Konflikt in Zentralnigeria

Neuer Krieg testet alten Präsidenten

Eskalierende Gewalt in Nigeria stürzt Staatschef Buhari kurz vor einer möglichen zweiten Amtszeit in ein Glaubwürdigkeitsproblem.

Der Präsident Nigerias, Muhammadu Buhari, steht vor der nigerianischen Flagge

Der 75-jährige Präsident Nigerias, Muhammadu Buhari, lässt Kritik an sich abprallen Foto: dpa

Nach der Ermordung von mehr als 200 Menschen durch Milizen am vergangenen Wochenende nimmt in Nigeria der Druck auf Präsident Muhammadu Buhari zu. Der Vorwurf: Er tue zu wenig für die Sicherheit. Seit Jahresbeginn sind durch bewaffnete Übergriffe in Nigeria mehr als 1.000 Menschen ums Leben gekommen, die Mehrzahl im neuen Konflikt zwischen Milizen des Fulani-Hirtenvolkes und Bauernvölkern im zentralnigerianischen Middle Belt.

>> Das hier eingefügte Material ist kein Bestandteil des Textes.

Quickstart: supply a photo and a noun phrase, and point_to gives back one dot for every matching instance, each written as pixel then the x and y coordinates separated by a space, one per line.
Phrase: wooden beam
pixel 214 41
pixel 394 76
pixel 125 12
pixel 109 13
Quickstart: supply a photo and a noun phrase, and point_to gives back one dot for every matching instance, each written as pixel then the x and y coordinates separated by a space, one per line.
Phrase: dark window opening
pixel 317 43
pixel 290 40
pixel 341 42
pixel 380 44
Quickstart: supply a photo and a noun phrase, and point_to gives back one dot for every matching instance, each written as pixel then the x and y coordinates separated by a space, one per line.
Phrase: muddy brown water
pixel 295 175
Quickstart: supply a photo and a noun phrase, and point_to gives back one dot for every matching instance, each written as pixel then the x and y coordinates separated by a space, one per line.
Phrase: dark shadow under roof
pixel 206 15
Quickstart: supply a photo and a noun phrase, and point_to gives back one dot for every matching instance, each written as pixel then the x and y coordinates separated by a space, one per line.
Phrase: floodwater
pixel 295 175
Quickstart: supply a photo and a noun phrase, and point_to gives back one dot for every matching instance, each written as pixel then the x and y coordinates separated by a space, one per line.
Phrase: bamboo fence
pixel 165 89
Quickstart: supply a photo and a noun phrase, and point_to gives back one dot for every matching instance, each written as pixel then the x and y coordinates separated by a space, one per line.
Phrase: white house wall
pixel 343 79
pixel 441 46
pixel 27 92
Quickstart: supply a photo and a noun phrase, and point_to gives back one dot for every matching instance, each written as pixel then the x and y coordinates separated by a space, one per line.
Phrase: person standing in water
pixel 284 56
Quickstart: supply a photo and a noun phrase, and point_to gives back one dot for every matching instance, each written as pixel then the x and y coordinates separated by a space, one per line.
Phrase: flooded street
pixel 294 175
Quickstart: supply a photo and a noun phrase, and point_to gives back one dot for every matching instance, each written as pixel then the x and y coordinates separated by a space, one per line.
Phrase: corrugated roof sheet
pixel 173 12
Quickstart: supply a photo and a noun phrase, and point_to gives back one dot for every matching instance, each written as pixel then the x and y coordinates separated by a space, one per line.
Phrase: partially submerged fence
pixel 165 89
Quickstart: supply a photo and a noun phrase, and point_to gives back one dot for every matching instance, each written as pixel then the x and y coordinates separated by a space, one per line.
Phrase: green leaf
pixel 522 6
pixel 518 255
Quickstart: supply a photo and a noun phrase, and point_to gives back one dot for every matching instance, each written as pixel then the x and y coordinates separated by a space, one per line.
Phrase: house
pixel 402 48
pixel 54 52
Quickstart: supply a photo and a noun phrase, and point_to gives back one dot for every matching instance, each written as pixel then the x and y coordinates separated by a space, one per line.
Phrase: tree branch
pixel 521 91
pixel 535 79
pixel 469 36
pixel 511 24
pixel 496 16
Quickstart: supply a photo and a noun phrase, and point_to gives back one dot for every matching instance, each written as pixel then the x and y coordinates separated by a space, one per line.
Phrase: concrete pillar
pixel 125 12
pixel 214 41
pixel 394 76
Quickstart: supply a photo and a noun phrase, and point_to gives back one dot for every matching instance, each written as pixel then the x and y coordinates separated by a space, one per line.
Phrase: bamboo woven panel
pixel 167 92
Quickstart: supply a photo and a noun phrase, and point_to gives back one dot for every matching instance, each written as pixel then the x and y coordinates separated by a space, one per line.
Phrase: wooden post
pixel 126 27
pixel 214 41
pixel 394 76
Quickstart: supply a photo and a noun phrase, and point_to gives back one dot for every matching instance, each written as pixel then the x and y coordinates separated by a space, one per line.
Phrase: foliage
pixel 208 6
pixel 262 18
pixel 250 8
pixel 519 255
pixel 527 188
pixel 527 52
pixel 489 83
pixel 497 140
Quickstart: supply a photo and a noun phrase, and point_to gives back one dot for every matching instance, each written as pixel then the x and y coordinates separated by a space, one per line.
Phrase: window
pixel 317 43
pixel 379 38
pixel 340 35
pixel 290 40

Der 75-jährige Präsident lässt Kritik an sich abprallen. Nachdem er am Dienstag in den Bundesstaat Plateau reiste, Schauplatz der jüngsten Gewaltakte, sagte Buhari, er sei in der Lage, die Sicherheitsherausforderungen zu bewältigen. Schließlich habe er die Schwierigkeiten bereits vor seiner Wahl zum Präsidenten gekannt. Und er lobte sich selbst: „Niemand kann sagen, wir hätten es in puncto Sicherheit nicht gut gemacht. Wir haben das beste getan und können jetzt nur beten.“

Das ist eine Rhetorik, die sich auf Regierungsebene seit Tagen fortsetzt. Am Mittwochabend betonte auch Parlamentssprecher Yakubu Dogara, Buhari habe genügend Maßnahmen eingeleitet. Nach einem Treffen der beiden mit Senatspräsident Bukola Saraki heißt es nun jedoch, dass der Sicherheitsapparat reformiert werde. Details des neuen „Sicherheitsplans“ sind bisher nicht bekannt. Parallel dazu soll es zu ersten Verhaftungen gekommen sein, die mit dem Massaker vom Samstagabend in Verbindung stehen könnten.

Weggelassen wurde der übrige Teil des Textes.